Differences between Risk Stratification and Tumor Immune Landscape
Because seven ERGs were immune-related among eleven prognostic features, the tumor immune landscape was further investigated. Comparisons between the two risk groups revealed that there were significant differences among the infiltration levels of 23 immune cells (Figure 6A). The proportion of the immune cells, such as central memory CD4+ T cells, immature B cells, and natural killer T cells, in the high-risk group were higher than those in low-risk group (p < 0.05). As presented in Figure 6B, the estimate score and stromal score were also notably higher in the high-risk group than in the low-risk group (p < 0.05), while the tumor purity of the high-risk group was notably lower than that of the low-risk group (p < 0.05). The infiltration of the five immune cells (B cells, CD4+ T-cells, dendritic cells, macrophages, and neutrophils) was positively correlated with the risk score in colon cancer patients (Figure 6C).

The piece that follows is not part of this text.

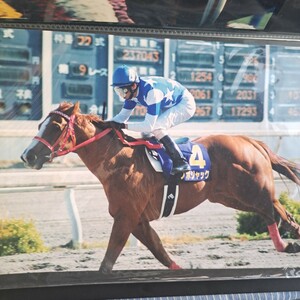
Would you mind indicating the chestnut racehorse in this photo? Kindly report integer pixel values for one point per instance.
(241, 178)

Relationships between Gene Signature, Chemotherapy, and Immunotherapy
We chose three immune checkpoint inhibitors (CTLA-4, CD40, and TIGIT) as targets in immunotherapy. The effectiveness of the immune checkpoints differed significantly among conditions (p < 0.01, Figure 7A). The predicted IC50 of three drugs (TW37, Bicalutamide, and Cisplatin) in the low-risk group was higher than that of the high-risk group, which indicated patients with higher risk scores were more sensitive to these chemotherapy agents (p < 0.01, Figure 7B).
Knockdown of AXIN2 and ABCG1 and Their eRNAs
As shown in Figure 8A, both siRNA types were able to efficiently decrease the AXIN2 and ABCG1 expression and protein levels. EdU staining showed that the number of EdU stained cells was markedly reduced compared with the control by AXIN2 and ABCG1 silencing (Figure 8B). Cell growth curves using CCK8 revealed that the knockdown of AXIN2 and ABCG1 led to a reduction in cell viability (Figure 8C). Transwell migration and invasion experiments further validated that AXIN2 and ABCG1 significantly restained both cell migration and invasion abilities of CRC cells (Figure 8D). To measure the quantification of cell apoptosis, flow cytometry was done, which showed apparent inhibition of migration and invasive ability (Figure 8E).